There are some things I carry over from game to game, like that I know Ura Akira (and to a lesser extent Boss Nonnu) will use low punch as breathing space, and that can be drawn out easily enough. And I always have an easy combo at the ready to deal with low punchers. And I know that Stiff will go for Goh’s rolling-quick-rise counter attack a lot, and the damage I eat from it compared to the damage I give when he misses is a good trade off, so I don’t need to worry about being hit by it - if anything, I want to encourage it by eating a few. And I know that if Boss Nonnu is at long range with Kage he’ll throw out the human missile move 90 per cent of the time. But those things aren’t really the crux of my game, and aren’t why I win most of the time, I don’t think. I think it’s because I’m always trying to create the same game situations over and over, so that I can read those situations and my opponent’s reactions so that when I create that situation out again, I can react appropriately and score damage. I think this is why I win more often than not, and is why it seems like I’m thinking faster. I’m not really thinking faster so much as I’m thinking about this one specific thing, or just a few specific things, over and over. Focussing on a smaller picture lets me react accordingly more quickly and keep in mind my opponent’s likely reaction.

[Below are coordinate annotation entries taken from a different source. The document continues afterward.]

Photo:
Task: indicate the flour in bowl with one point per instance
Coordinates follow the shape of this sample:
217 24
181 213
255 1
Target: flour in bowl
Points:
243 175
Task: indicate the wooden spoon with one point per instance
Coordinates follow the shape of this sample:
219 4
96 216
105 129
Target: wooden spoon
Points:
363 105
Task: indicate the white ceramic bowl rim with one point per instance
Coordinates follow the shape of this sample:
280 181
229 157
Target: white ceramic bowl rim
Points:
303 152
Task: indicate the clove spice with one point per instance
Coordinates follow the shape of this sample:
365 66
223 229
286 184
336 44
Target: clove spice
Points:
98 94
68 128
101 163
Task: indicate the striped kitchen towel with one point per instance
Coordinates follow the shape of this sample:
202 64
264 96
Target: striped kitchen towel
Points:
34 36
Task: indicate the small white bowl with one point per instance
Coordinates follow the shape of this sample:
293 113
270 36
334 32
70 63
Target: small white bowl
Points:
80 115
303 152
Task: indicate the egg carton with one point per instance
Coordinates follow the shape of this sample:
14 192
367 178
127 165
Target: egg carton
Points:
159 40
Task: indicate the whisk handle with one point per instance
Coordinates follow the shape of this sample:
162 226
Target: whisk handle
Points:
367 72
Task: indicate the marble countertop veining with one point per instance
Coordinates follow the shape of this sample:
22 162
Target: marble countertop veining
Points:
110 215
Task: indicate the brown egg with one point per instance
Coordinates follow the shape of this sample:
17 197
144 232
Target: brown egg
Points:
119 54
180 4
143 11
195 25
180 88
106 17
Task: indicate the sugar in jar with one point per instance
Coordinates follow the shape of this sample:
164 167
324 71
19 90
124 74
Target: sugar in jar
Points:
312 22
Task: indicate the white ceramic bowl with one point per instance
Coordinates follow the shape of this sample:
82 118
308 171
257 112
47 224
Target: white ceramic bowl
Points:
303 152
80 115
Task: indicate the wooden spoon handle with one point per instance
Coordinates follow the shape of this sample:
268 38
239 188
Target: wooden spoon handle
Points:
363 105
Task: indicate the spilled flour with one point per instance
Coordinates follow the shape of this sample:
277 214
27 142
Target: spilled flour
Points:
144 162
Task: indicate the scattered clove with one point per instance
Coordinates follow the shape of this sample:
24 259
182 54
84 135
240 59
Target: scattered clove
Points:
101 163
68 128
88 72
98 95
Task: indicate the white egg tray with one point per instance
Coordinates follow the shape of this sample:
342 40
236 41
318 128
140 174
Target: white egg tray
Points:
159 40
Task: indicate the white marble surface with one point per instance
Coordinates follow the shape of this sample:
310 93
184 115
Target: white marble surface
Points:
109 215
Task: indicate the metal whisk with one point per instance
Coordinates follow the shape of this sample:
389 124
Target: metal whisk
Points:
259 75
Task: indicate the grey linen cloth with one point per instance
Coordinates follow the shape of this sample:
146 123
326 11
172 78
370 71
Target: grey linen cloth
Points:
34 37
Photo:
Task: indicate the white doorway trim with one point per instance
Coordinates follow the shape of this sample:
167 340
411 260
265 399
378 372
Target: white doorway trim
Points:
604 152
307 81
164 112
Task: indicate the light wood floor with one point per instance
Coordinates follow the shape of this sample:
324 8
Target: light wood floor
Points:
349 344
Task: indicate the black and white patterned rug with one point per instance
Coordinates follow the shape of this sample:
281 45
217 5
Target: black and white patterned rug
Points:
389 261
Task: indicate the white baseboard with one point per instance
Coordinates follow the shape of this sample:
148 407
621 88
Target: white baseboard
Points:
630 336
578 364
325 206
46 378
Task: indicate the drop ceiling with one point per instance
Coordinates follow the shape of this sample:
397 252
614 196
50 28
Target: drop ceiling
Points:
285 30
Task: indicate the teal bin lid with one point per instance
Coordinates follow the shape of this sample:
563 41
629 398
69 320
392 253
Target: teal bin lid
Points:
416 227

For example - El Blaze has a mid attack that cans into a high punch and then knee, which can be delayed. It’s a decently-fast mid that’s good for any situation with at least a frame or two advantage, which means it’s excellent off evade or succesful block of almost anything. Which means I can apply it in tons of situations. I will always do a delayed knee at first. Always. I probably should start with the second stage of the mind game, come to think of it, but there you go. Anyway, the inconsistency of the delay makes it hard to evade or counterattack, so I force a standing block. Then, once I’ve started to make my opponent block, I’ll change to a throw. Unless they’re keeping up with my mental notes (which is unlikely unless they’ve also got a similarly-narrow set of strategies) I will usually make the change before they will, giving me easy damage. Then they change and I change, and it seems like I’m thinking much faster, but I’m not really. I’m just really focussed on this one choice, and I’m using this choice as often as possible. It’s flexible, so I can use it in lots of situations, so I can make mental notes more easily. If I had ten of these strategies then I’d struggle, but I don’t.

I’m considering picking up Brad, and it will definitely be the same with his pressure game. I’ll just apply a really small set of techniques and then be easily able to keep track of them. I’ll make sure the technique will revolve around a move that’s flexible so I can use it in lots of situations and that increases the amount of time in each round where I’m potentially dealing damage and not at danger of taking it.

I think one of the reasons why Stiff and Ura Akira are having much more success now they’ve been online is that they can form overall strategies which keep me out of this loop more, but when things get faster offline they end up eating damaging because there’s too much on their mind, hence needing the low punch as a mental breather. Not that one should not have these strategies, they’re clearly important and one of the reasons I’m heading online is to learn more about that thought process, but I think it’s important to have these core attacking strategies that will improve one’s yomi, or appearance of yomi.

If this were a commercial website I would at this point have to explain what yomi is, but I think I speak for everyone on Affectionate Diary when I sa

Anyway, that’s my main strategy for playing Virtua Fighter. And probably life. A really small set of skills that can be easily applied on a regular basis, thus sharpening those skills to razorsharp levels. As Bruce Lee said - I’d rather fight someone who’d practised a thousand kicks once than someone who practised one kick a thousand times.